Maynards Market fast-casual dining concept is adjacent to the finer-dining Kitchen.
The Market offers breakfast and lunch, fun snacks to go, locally roasted Caffe Luce coffee, and gourmet sandwiches, all centered inside a sommelier-selected wine bar.
“We have also made a pretty massive change to our happy hour,” Hanley said. “We now offer happy hour drinks – all day, every day, with $4 rotating local draught beers, $6 sommelier-selected glasses of wine, and $6 cocktails.” Maynards’ happy hour food menu offers upscale items like steak tartare, panisse, and pizzas from 4 to 8 p.m. every day.
The Market has recently redesigned its wine shelves, making it easier for customers to find what they’re looking for.
“You can come in with a desire for an Argentinian Malbec, a crisp Pinot Grigio, or a local favorite, and find them with true ease,” Hanley said.
One such local favorite is Maynards’ AZ Red. For the last five years, the Market and Kitchen have poured Maynards’ private label AZ Red Wine, regionally grown, produced, and bottled in partnership with Sand-Reckoner.
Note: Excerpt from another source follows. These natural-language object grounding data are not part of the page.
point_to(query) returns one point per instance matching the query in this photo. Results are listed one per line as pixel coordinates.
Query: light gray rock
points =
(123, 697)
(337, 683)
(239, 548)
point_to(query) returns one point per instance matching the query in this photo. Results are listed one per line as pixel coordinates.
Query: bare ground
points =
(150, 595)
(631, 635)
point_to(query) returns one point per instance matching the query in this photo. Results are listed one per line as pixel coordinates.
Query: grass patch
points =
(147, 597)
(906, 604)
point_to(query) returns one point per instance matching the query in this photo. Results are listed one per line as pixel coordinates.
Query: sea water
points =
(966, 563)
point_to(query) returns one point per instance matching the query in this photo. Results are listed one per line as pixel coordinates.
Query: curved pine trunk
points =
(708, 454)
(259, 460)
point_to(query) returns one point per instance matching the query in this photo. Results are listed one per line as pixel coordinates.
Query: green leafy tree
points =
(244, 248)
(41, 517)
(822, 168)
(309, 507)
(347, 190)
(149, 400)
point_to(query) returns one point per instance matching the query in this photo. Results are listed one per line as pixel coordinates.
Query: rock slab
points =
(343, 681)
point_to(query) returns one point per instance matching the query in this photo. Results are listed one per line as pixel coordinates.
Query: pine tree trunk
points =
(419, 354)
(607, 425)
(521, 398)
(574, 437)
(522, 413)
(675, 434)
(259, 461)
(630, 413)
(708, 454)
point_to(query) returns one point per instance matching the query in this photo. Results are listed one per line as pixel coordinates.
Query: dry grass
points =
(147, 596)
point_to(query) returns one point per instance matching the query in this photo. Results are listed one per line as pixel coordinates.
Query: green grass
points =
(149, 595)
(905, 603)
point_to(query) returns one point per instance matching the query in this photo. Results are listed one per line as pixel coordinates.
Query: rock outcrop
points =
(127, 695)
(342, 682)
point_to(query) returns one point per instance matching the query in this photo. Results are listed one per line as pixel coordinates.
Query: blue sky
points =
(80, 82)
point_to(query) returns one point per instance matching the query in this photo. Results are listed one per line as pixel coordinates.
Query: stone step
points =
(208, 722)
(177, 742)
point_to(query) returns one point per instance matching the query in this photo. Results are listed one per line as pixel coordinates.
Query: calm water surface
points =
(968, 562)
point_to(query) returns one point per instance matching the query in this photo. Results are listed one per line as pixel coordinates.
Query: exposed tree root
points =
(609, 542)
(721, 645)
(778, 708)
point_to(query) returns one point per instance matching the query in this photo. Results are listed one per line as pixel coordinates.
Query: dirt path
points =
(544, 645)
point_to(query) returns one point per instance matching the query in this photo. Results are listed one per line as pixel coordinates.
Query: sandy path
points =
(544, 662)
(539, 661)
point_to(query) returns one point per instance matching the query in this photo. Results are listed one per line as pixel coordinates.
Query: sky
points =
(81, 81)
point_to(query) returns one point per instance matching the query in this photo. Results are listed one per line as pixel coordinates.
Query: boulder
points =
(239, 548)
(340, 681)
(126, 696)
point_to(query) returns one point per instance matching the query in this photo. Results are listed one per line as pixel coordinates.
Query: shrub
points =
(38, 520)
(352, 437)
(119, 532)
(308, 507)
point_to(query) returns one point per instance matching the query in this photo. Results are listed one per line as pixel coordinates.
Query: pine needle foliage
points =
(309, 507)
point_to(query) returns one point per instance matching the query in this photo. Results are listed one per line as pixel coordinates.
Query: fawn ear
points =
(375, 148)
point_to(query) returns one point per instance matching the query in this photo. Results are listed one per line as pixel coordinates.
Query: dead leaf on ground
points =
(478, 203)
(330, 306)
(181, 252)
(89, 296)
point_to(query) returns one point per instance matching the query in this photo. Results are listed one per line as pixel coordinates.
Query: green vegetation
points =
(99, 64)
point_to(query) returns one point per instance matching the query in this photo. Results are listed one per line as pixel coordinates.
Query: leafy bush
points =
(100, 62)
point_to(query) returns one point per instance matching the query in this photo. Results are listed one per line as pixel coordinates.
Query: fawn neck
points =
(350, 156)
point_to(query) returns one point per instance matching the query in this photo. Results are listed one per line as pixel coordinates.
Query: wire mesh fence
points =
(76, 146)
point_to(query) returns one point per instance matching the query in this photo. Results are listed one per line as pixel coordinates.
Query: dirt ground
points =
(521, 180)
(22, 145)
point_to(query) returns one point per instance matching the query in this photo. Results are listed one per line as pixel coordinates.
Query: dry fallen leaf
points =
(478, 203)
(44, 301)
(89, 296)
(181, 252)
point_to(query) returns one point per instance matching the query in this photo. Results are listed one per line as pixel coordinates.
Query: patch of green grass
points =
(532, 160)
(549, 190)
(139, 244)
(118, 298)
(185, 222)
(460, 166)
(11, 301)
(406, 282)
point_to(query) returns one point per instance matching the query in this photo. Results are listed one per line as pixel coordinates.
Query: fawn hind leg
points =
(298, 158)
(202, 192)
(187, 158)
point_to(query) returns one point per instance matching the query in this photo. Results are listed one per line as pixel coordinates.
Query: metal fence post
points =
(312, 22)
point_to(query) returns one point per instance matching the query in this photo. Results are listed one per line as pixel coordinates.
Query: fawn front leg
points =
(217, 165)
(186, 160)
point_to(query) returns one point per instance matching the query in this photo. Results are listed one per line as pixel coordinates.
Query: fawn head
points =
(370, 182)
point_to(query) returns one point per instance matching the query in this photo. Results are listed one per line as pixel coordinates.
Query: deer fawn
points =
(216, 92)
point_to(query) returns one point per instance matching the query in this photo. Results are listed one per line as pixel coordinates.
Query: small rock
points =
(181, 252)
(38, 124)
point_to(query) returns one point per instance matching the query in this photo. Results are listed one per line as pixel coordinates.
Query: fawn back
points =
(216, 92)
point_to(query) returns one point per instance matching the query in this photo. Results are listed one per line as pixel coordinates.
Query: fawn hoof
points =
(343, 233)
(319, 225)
The fourth edition of the wine just came out.
“We have spent $100,000 in the local wine economy with more than 1,000 cases of wine,” Shepard said. “This relationship with Sand-Reckoner is in line with our mission to support local businesses and create thoughtful and lasting relationships with local producers.”
“As far as I know, we are the only restaurant in Tucson with a private label wine that showcases locally grown grapes,” Hanley added.
Service ethos is key to both the Market and the Kitchen.
“We work to hire seasoned servers who have a background in upscale dining and a broad knowledge of wine pairing,” Hanley said. “We focus on extensive menu training so that our servers are well versed in our menus, and are aware of possible dietary restriction concerns.”
“Maynards means hard work and collaboration. The team here works very hard to make sure that all aspects of the guest experience are stellar,” Smith said.
The Market is open from 7 a.m. – 8 p.m. Monday through Thursday, 7 a.m. – 9 p.m. Friday and Saturday, and 9 a.m. to 8 p.m. on Sundays.
The Kitchen is open from 5 to 9 p.m. Sunday through Thursday, 5 – midnight on Friday and Saturday, and 9 a.m. to 2 p.m. on Sundays for brunch.